Les auto-entrepreneurs plument-ils vraiment les artisans?
DECRYPTAGE•Les professionnels dénoncent la concurrence déloyale du régime, en dépit des statistiques officielles...Claire Planchard
La guerre est déclarée. A coups de communiqués et de réunions à Bercy, les fédérations professionnelles artisanales le répètent haut et fort: il faut au minimum limiter dans le temps les bénéfices du régime de l’auto-entrepreneur et au mieux en exclure «toutes les activités de l’artisanat et du commerce de proximité». Une revendication qu’ils ne manqueront pas de porter jeudi lors d’un entretien avec la ministre de l’Artisanat, Sylvia Pinel, à Bercy.
«Concurrence déloyale légalisée»
Durement frappés par la crise, professionnels du bâtiment, coiffeurs ou boulangers dénoncent avant tout la «concurrence déloyale légalisée» exercée par le régime de l’auto-entreprise (AE) depuis sa création en 2009. «Pas de TVA, pas de salarié, pas d’investissement, pas de CFE [cotisation foncière des entreprises], des charges limitées et reportées: l’Etat encourage les auto-entrepreneurs à s’exonérer des prélèvements qu’il impose aux autres agents économiques. C’est proprement inacceptable», expliquait lundi dans un communiqué l’Union professionnelle artisanale (UPA).

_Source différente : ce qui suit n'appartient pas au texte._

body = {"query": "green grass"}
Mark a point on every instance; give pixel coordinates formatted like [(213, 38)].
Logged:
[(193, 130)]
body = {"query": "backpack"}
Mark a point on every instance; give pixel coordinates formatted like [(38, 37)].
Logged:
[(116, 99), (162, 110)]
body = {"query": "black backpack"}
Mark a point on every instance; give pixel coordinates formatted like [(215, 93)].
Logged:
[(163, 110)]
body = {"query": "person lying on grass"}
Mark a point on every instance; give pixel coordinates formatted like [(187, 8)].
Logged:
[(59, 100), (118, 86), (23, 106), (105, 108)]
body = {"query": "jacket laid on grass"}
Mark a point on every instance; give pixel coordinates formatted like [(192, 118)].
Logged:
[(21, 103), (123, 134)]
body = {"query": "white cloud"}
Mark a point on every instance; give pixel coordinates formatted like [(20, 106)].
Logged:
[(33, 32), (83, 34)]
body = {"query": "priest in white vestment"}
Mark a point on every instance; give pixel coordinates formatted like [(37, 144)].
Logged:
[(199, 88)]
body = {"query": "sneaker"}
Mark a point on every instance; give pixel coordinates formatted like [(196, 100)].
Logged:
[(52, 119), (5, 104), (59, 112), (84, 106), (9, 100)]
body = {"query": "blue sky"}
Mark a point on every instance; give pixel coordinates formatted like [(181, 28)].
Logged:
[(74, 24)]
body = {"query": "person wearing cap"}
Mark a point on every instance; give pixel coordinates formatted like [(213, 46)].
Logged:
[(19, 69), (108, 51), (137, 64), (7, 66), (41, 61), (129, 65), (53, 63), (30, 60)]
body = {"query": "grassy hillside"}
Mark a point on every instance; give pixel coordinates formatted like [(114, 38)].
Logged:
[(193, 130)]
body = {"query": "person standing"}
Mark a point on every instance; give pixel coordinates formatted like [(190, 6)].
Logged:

Pour la Confédération nationale de la boulangerie, «les “poussins” [nom donné aux auto-entrepreneurs opposés à cette réforme] ont bien grandi depuis la mise en place du régime» et «il est plus que temps qu'ils (…) respectent toutes les règles applicables par ailleurs», en termes d'hygiène et de sécurité. «En 2013, le bâtiment verra son activité diminuer de 3,5% et perdra 40.000 emplois. Les artisans et les chefs d’entreprise, soumis à des obligations de qualifications, d’assurance et de formation (…) n’ont pas besoin de la concurrence déloyale que les auto-entrepreneurs exercent au quotidien», résumait pour sa part mardi la Fédération française du bâtiment.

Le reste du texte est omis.